FCA Makes Insider Trading Arrest, Warns Of Several Fraudulent Firms

Sandra Kilhof Reporter London 13 December 2013

FCA Makes Insider Trading Arrest, Warns Of Several Fraudulent Firms

The Financial Conduct Authority and the North Yorkshire and West Yorkshire Police, have arrested a 49-year old male as part of an investigation into insider dealing and market abuse.

The Financial Conduct Authority has with the assistance of the North Yorkshire and West Yorkshire Police, arrested a 49-year-old male as part of an investigation into insider dealing and market abuse.

The authorities executed a search warrant in Harrogate this morning and are currently holding the individual, who has not yet been charged, in custody.

According to the UK financial regulator, no further details can be confirmed at this time. However, the FCA did say that “the arrests are not linked to any other ongoing insider dealing investigations”.

Insider dealing is a criminal offence that is punishable by a fine or up to seven years imprisonment in the UK. So far, the FCA, and previously the Financial Services Authority, have secured 23 convictions on insider dealing since March 2009, and is currently prosecuting seven other individuals.

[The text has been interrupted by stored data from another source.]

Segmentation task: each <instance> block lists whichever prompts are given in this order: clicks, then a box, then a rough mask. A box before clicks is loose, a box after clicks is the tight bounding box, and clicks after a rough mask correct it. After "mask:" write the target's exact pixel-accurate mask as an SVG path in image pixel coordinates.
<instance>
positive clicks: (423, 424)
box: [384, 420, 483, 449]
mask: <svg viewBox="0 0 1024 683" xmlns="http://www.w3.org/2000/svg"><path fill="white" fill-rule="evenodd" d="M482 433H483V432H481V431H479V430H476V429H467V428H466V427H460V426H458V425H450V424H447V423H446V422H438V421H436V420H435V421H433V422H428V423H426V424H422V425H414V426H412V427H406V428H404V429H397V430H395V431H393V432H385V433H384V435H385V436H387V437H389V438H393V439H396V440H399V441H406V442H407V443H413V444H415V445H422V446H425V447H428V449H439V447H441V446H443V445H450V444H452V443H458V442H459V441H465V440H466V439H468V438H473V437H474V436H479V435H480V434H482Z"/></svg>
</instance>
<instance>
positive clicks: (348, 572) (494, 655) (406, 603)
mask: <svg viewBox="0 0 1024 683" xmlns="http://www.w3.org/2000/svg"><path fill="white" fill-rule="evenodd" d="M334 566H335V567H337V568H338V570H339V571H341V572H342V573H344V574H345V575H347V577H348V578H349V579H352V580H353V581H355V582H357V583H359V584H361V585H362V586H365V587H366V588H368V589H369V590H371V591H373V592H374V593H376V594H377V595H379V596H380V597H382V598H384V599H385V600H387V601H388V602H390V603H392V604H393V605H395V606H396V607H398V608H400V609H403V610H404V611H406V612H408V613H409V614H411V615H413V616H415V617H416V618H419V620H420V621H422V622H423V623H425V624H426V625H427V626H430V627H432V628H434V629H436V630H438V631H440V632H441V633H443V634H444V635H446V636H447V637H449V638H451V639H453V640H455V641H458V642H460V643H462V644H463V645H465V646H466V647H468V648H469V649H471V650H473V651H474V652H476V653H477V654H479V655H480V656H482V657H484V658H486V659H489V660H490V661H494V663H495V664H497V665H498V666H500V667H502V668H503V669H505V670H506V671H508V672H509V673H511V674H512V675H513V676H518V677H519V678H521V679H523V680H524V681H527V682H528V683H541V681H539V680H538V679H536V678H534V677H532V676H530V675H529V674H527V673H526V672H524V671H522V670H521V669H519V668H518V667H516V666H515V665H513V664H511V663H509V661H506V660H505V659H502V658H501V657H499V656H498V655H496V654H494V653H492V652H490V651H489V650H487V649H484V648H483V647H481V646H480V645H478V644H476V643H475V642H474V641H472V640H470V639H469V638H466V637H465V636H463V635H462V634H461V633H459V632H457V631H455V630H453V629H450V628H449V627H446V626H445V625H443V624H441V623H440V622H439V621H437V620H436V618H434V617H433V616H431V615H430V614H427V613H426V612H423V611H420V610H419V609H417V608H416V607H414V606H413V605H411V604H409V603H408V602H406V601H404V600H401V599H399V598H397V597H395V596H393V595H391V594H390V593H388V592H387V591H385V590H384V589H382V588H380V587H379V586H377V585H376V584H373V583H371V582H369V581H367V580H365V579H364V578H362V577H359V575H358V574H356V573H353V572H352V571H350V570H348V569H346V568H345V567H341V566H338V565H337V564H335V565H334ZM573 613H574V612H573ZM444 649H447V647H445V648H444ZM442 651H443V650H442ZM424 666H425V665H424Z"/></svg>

FCA busts yet another clone

The financial watchdog also warned of yet another clone firm, marketing itself to UK investors. The fraud firms have been a growing trend as the regulator recently has issued a series of warnings against the boiler room firms, which may contact people out of the blue and attempt to scam them.

In this respect, the firm Amber Asset Management is a clone of the FCA authorised firm Amber Fund Management located in London Bridge.

The firm said in a statement that, unlike its clone, it “does NOT deal with retail clients and does NOT arrange or deal in any shares on behalf of retail clients”.

Fraudsters like these often use the same or a similar name to an authorised firm, without having obtained permissions from the regulator, thereby deceiving investors.

Firm loses permissions over fraud suspicions

Furthermore, the FCA said that it has stopped SK8 Financial Services from conducting regulated business as of 10 December 2013. The firms permissions were revoked after concerns arose that former or current customers of SK8 and its director Geoffrey Fincher, who paid cash or cheques directly to Fincher to be invested, may not have valid investments.

As such, the regulator advised customers to check their investment documents.

“If customers have concerns over any investments, or do not have any documents relating to specific investments, they are advised to contact the investment companies where they believe their investments are held,” the FCA said in a statement.

Additionally, the FCA warned that the London-based firms McQueen and Bond, Mc Queen and Bond, Mc Queen and Bond Wealth Management are providing financial services and products and targeting investors in the UK, without authorisation.

As always, investors who give money to an unauthorised firm, will not be covered by the Financial Ombudsman Service or Financial Services Compensation Scheme (FSCS) if things go wrong.